Each mutant was then transformed with pBBR1MCS or with pEP301, a pBBR1MCS derivative bearing an intact copy of the B. bronchiseptica Fur-repressed gene. The transformants were grown in iron-limited SS medium, and WCLs were analyzed by SDS-PAGE, while culture supernatants were tested in the CAS assay (Fig. 4A, lanes 3, 4, 7, and 8). BPEP184(pEP301) and BBEP205(pEP301) produced siderophores and synthesized the 60-kDa polypeptide (Fig. 4A, lanes 3 and 7), whereas no siderophore and no 60-kDa polypeptide were synthesized by BPEP184 and BBEP205 bearing pBBR1MCS (lanes 4 and 8). This complementation experiment indicated that neither the Sid⁻ phenotype nor the absence of the 60-kDa protein resulted from a polar effect of the disruption on downstream genes. Both phenotypes were directly linked to the absence of a functional Fur-repressed gene. This new gene was designated alcR owing to its involvement in alcaligin siderophore production.

The AlcR-dependent 60-kDa polypeptide is a soluble iron-repressed protein.

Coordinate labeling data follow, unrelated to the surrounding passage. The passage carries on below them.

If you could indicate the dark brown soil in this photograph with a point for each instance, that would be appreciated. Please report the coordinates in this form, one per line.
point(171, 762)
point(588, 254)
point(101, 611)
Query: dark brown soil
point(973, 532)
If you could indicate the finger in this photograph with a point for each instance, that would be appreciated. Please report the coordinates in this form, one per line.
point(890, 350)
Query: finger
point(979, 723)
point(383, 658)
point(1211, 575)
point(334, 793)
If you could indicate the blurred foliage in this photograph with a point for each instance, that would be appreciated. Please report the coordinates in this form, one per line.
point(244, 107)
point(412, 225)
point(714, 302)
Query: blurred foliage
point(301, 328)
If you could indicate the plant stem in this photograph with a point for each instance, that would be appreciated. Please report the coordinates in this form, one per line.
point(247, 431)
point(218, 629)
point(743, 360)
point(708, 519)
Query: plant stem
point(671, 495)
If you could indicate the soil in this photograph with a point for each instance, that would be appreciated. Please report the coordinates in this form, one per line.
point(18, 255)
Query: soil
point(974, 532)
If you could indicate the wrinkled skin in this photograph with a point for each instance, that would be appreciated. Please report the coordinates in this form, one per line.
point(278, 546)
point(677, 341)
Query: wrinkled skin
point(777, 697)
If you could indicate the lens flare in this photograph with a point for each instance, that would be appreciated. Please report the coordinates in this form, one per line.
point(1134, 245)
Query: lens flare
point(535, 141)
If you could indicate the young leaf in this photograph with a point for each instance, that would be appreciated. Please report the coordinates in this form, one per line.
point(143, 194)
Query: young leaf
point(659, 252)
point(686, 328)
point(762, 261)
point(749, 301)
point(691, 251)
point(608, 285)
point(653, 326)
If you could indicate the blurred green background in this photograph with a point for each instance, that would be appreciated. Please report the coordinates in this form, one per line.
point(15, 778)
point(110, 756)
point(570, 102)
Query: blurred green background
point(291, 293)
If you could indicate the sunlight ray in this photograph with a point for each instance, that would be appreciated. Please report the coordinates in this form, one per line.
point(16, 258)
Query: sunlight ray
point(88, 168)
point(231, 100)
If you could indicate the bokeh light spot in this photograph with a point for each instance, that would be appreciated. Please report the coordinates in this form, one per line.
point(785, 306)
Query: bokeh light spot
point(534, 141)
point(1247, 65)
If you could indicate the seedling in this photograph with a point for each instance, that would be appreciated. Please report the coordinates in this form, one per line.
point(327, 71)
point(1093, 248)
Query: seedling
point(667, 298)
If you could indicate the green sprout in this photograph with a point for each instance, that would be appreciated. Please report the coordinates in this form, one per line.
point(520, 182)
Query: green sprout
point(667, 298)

To investigate whether the production of the 60-kDa protein was iron regulated, B. bronchiseptica BB1015 and BBEP205 were grown in iron-rich and iron-limited SS media. SDS-PAGE analysis of WCLs revealed that the AlcR-dependent 60-kDa protein was synthesized by BB1015 only under low-iron growth conditions (Fig. 4B, compare lanes 1 and 3). Thus, this iron-repressed protein was designated IRP60. In agreement with our previous observations, BBEP205 AlcR⁻ grown in iron-limited or iron-rich SS medium did not produce IRP60 (Fig. 4B, lanes 2 and 4). To determine the IRP60 cell location, soluble and membrane protein fractions were prepared from lysates of BPSM and BPEP184 cells grown in iron-limited SS medium. The protein samples were analyzed by SDS-PAGE. The 60-kDa protein was identified in the soluble protein fraction from BPSM, while it was absent in the BPEP184 extract (Fig. 4C, compare lanes 5 and 6). IRP60 was not detected in membrane preparations (data not shown). These observations suggest that IRP60 is a cytoplasmic or periplasmic protein.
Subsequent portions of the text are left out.